Wednesday, April 25, 2012

John Steinbeck's Once There Was A War


By Richard K. Barry


For some reason I got heavily into reading books about war over the winter. I'm generally not a great fan of war, all that death and destruction. Still, as a concept it has played a fairly significant role in the shape of the world we know, as unfortunate as that is.

I'm reasonably certain that trying to understand war, the experiences of people caught up in it, and the geopolitical consequences of it, doesn't make me a hawk.
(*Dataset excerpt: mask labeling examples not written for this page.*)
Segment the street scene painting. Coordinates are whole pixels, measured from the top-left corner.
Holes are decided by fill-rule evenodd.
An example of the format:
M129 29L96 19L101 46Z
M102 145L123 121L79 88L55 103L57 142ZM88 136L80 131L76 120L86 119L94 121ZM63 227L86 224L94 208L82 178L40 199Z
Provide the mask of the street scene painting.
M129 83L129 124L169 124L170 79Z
I'm grateful that I have never had to be anywhere near it, but I am fascinated by it.

Anyway, enough explaining, apologizing, whatever.

In the middle of looking for things on the subject to read, I walked over to one of my bookcases and pulled down John Steinbeck's Once There Was A War. The book was published in 1958. It is a collection of articles written by Steinbeck while he was a war correspondent in Europe for the New York Herald Tribune from June to December 1943. The book seems to be categorized as a non-fiction novel.

Here's a very useful entry from the Wiki on the book:

Steinbeck did not report 'straight news', as he put it: he did not cover battles, or interview national or military leaders. As befitted the author of The Grapes of Wrath, Steinbeck wrote about the experiences of the ordinary people, those who were doing the actual fighting, and those who did the vast number of unglamorous but vital support jobs which kept the armed forces operating.


Obviously, as these were newspaper dispatches, each story is quite brief. The entire book isn't 200 pages. As the entry also indicates:
Steinbeck's articles include descriptions of life on a troop transporter, an account of the liberation of a small Sicilian town, a description of how homesick US soldiers tried to grow their native vegetables in the English garden where they billeted, and an account of how a detachment of US paratroopers tricked the German garrison at Ventotene into surrendering.


I've read my share of Steinbeck, the ones that most people know. I hadn't come across this one, though it was on my shelf, not that it's unusual that I would be unaware of a book on my own shelf.

It's a great little read by one of the best writers of the 20th century.